SGC’s “Least Dogma” encourages gentle, apolitical “radical inclusion” of global traditions, not as dominating dogmas, but as enriching diversities. Confirmed Members agree simply to be Open to the possibility that respectful practice with the Sacraments of our Church can bring about a direct experience of the Divine, within this lifetime.” Radical inclusion is approached with welcome humility regarding incoming dogmas, beliefs and practices, to be shared and received with values of care, respect and trust. Supported by clear member safety agreements and content-free shared values, inclusion is organic and opt-in, not appropriative, divisive or dominating. Members are respectfully invited to share insights from their own personal experiences and lineages, while recognizing that only “Least Dogma” is intended to be shared by all members. 

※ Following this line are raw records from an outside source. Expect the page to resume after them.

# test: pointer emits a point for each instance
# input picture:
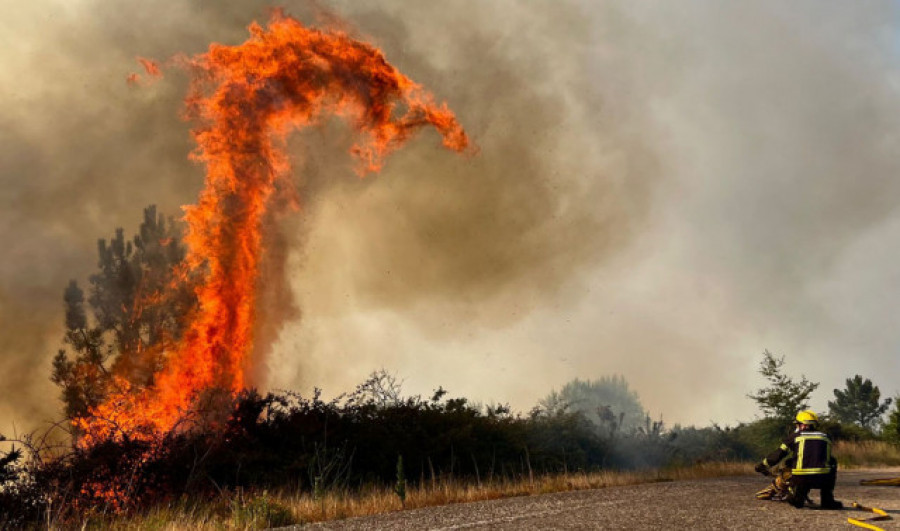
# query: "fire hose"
(880, 516)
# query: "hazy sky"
(663, 191)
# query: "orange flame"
(246, 99)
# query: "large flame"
(246, 99)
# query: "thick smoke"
(663, 191)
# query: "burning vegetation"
(185, 342)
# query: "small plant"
(400, 486)
(260, 512)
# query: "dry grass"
(260, 510)
(264, 509)
(851, 454)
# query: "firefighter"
(813, 465)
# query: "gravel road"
(722, 503)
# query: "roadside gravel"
(720, 503)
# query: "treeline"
(287, 441)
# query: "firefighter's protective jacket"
(810, 452)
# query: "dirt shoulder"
(721, 503)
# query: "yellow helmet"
(807, 417)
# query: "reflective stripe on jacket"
(811, 451)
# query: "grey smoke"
(663, 191)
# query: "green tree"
(137, 302)
(860, 403)
(891, 429)
(783, 397)
(607, 402)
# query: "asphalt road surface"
(721, 503)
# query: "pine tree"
(137, 303)
(784, 397)
(860, 403)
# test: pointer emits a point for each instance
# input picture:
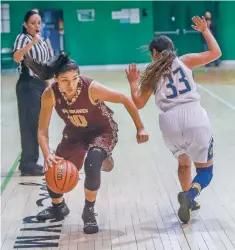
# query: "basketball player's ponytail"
(53, 67)
(160, 68)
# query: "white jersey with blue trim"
(178, 88)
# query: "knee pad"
(92, 168)
(204, 176)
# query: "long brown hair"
(160, 68)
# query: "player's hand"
(200, 23)
(142, 136)
(132, 73)
(50, 160)
(36, 38)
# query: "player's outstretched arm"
(199, 59)
(47, 103)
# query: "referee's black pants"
(29, 91)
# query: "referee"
(29, 91)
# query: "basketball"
(62, 177)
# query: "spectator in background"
(44, 34)
(212, 27)
(29, 91)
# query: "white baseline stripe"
(216, 97)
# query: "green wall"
(107, 41)
(104, 41)
(226, 29)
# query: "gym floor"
(137, 202)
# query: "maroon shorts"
(74, 145)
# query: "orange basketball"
(62, 177)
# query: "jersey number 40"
(171, 85)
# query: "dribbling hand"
(50, 160)
(200, 23)
(36, 38)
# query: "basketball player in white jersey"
(185, 126)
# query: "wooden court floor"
(137, 202)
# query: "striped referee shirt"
(39, 51)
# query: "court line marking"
(228, 104)
(10, 173)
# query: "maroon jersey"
(82, 112)
(88, 124)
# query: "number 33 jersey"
(82, 112)
(177, 88)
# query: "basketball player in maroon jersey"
(90, 129)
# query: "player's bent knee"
(204, 176)
(92, 168)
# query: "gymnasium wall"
(104, 41)
(226, 29)
(107, 41)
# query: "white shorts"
(186, 129)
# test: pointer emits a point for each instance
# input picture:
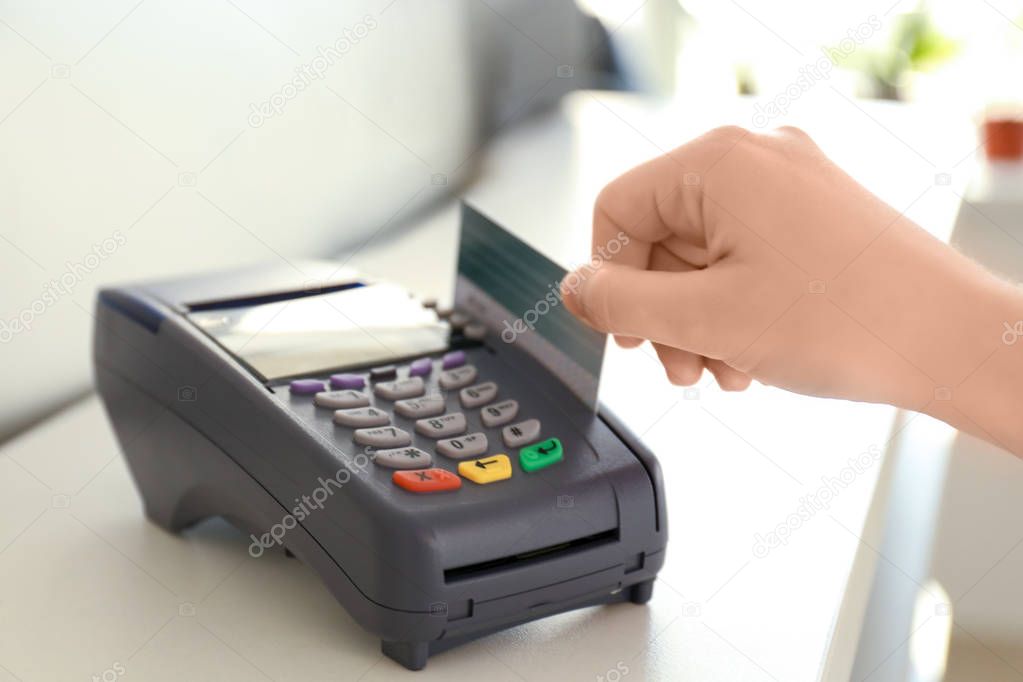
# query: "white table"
(89, 588)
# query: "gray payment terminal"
(446, 474)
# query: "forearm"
(988, 400)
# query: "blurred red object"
(1004, 138)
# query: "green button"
(540, 455)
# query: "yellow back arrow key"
(486, 469)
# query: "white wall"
(132, 123)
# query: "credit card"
(516, 291)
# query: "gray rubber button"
(403, 458)
(470, 445)
(361, 416)
(383, 437)
(475, 330)
(442, 426)
(400, 389)
(499, 413)
(521, 434)
(416, 408)
(341, 400)
(481, 394)
(383, 373)
(457, 377)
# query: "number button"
(427, 481)
(401, 389)
(458, 377)
(416, 408)
(481, 394)
(382, 437)
(340, 400)
(361, 416)
(522, 433)
(471, 445)
(442, 426)
(499, 413)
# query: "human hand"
(755, 256)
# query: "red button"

Following the openness that SGC’s Least Dogma brings, the Pastor expresses respect for traditional religious and philosophical insights as well as for modern, post-modern, post-secular, scientific and indigenous guidance. He expresses sensitive respect due Native American elders, for example, regarding peyote. Following discussion with NCNAC leadership, he acknowledges the importance of reserving peyote for indigenous use, suggesting Huachuma as a sustainable alternative. Bob affirms his belief that, engaged with care, respect and discerning trust, both natural and synthetic entheogens may hold authentic Sacramental potential. Reverence for entheist Stewardships and Traditions - whether hailing from North, South, East or West; ancient or modern, even post-modern - remains central to the SGC ethos.